Purpose: The optimal management of chronic abacterial prostatitis is not known. A systematic review of the literature was done to answer the following questions: Are there accurate, reliable tests to diagnose chronic abacterial prostatitis? Are there effective therapies for it?
Data sources: Studies were identified by searching MEDLINE (1966 to 1999), the Cochrane Library, and bibliographies of identified articles and reviews and by contacting an expert
Study selection: Diagnostic test articles were included if they reported on controlled studies; treatment articles were included if they reported on randomized or controlled trials. No language restrictions were applied.
Data extraction: For each selected article, two investigators independently extracted key data on study design, patient characteristics, diagnostic test or treatment characteristics, and outcomes.

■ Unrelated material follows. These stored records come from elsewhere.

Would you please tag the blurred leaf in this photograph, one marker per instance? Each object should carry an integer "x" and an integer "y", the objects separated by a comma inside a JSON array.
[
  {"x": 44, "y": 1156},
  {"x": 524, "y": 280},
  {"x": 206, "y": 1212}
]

Data synthesis: 19 diagnostic test articles and 14 treatment trials met the inclusion criteria The disparity among studies in design, interventions, and other factors precluded quantitative analysis or pooling of the findings. Diagnostic test articles included 1384 men (mean age, 33 to 67 years) and evaluated infection; inflammation, immunology, and biochemistry; psychological factors; and ultrasonography. Treatment trials included 570 men (mean age, 38 to 45 years) and evaluated medications used to treat benign prostatic hyperplasia, anti-inflammatory drugs, antibiotics, thermotherapy, and miscellaneous medications. No trial was done in the United States.
Conclusions: There is no gold-standard diagnostic test for chronic abacterial prostatitis, and the methodologic quality of available studies of diagnostic tests is low. The few treatment trials are methodologically weak and involved small samples. The routine use of antibiotics and alpha-blockers to treat chronic abacterial prostatitis is not supported by the existing evidence.